2. Spawn a large number of workers to hopefully clear the tasks after some time.

Drawback: We couldn't know how long this would take, and devs could be waiting for the webhooks for a while.

We deliberated and felt that there would be way too much cost to clearing the queue, and would cause trouble for hundreds of devs relying on the API. We chose option B, and the queue was then slowly cleared over around 1–2 hours.

Black box approach: Learnings & Changes to be made

Learning from mistakes and iterating as we go are two of our fundamental guiding principles: hence this was the perfect opportunity to revisit our webhook infrastructure.

First, we provided chunking parent tasks with their own separate queue. This ensures that they cannot block other requests from completing as had just happened.

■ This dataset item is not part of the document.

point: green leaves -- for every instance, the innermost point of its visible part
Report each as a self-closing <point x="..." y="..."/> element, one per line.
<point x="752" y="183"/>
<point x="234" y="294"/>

Second, we needed a more apparent notification of urgency when something is up with the API. We created an upper threshold of webhook delay, past which we will get notified by SMS on our mobile phones, so that we can understand if something is genuinely going wrong.

Third, one developer's requests should never interfere with another ones: from a customer's standpoint, they should not have to care what another one of Terra's users is doing on their end, and have the right to expect reliable, uninterrupted service regardless. To this effect, we decided it made sense to give larger developers their own set of queues, so that their tasks don't get mangled with others'.

While speed of implementation is one of our core values, we need to be able to react to situations in which we need to think of scalability, and adapt to our customers' needs. We learn, grow, and document our learnings so that we can build on top of robust foundations.